Pensavate che la Germania fosse il paese dell’efficienza? Non è affatto così. Almeno secondo Friedrich Merz, che ha appena dichiarato che i suoi connazionali sono diventati troppo pigri (quanto ci ricorda quel “gli italiani sono choosy” di qualche tempo fa?). Il nuovo cancelliere vuole stravolgere il lavoro in Germania portando l’orario settimanale a 40 ore obbligatorie, e ha già fatto sapere che “con la settimana di quattro giorni non manterremo la prosperità del paese”.
Insomma, basta rilassarsi: è ora di tornare a faticare. Ma c’è un piccolo problema in questa narrazione. Gli economisti che studiano il lavoro in Germania da anni hanno scoperto che il vero nodo non sono le ore sul cronometro, ma quello che succede in quelle ore.
La crociata di Merz contro il tempo libero
Friedrich Merz non ha mai nascosto le sue idee sul lavoro in Germania. Durante il suo intervento al Consiglio economico della CDU, il cancelliere ha sparato a zero contro l’equilibrio tra vita privata e professionale:
“Con una settimana lavorativa di quattro giorni e un equilibrio tra lavoro e vita privata, non saremo in grado di mantenere la prosperità di questo paese”.
La sua proposta è chiara come un pugno nello stomaco: sostituire il limite di ore giornaliere con un tetto settimanale da 40 ore, distribuibili liberamente su quattro o cinque giorni.
L’accordo di coalizione con l’SPD prevede che questa riforma diventi realtà “abbastanza presto”, come ha spiegato lo stesso Merz.

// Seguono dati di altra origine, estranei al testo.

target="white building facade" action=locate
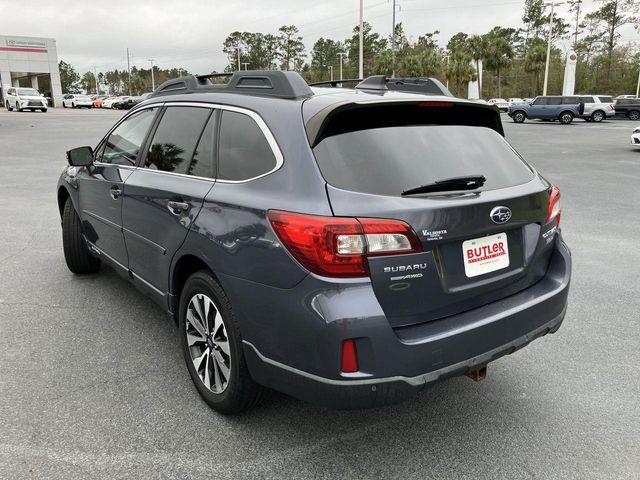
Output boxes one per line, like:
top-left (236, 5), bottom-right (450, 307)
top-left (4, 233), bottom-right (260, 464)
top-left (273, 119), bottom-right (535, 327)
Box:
top-left (0, 35), bottom-right (62, 107)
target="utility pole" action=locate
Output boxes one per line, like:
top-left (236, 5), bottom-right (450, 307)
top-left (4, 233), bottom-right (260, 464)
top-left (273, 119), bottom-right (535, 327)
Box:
top-left (93, 65), bottom-right (100, 95)
top-left (149, 58), bottom-right (156, 92)
top-left (573, 0), bottom-right (582, 51)
top-left (391, 0), bottom-right (399, 77)
top-left (236, 39), bottom-right (240, 71)
top-left (338, 52), bottom-right (346, 80)
top-left (542, 2), bottom-right (562, 95)
top-left (127, 47), bottom-right (131, 96)
top-left (358, 0), bottom-right (364, 78)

In teoria, un lavoratore potrebbe concentrare tutto in quattro giornate da 10 ore ciascuna, godendo di un weekend lungo. Ma il cancelliere non la vede così: per lui è solo un modo per far lavorare di più i tedeschi, non per dargli più tempo libero.
La strategia di Merz parte da un dato, questo si, incontestabile: i tedeschi lavorano solo 1.343 ore all’anno, il minimo tra tutti i 38 paesi OCSE. È molto meno degli americani (1.799 ore), degli inglesi (1.524) o dei greci (1.897). E questo, secondo il cancelliere, spiega perché l’economia tedesca ristagna.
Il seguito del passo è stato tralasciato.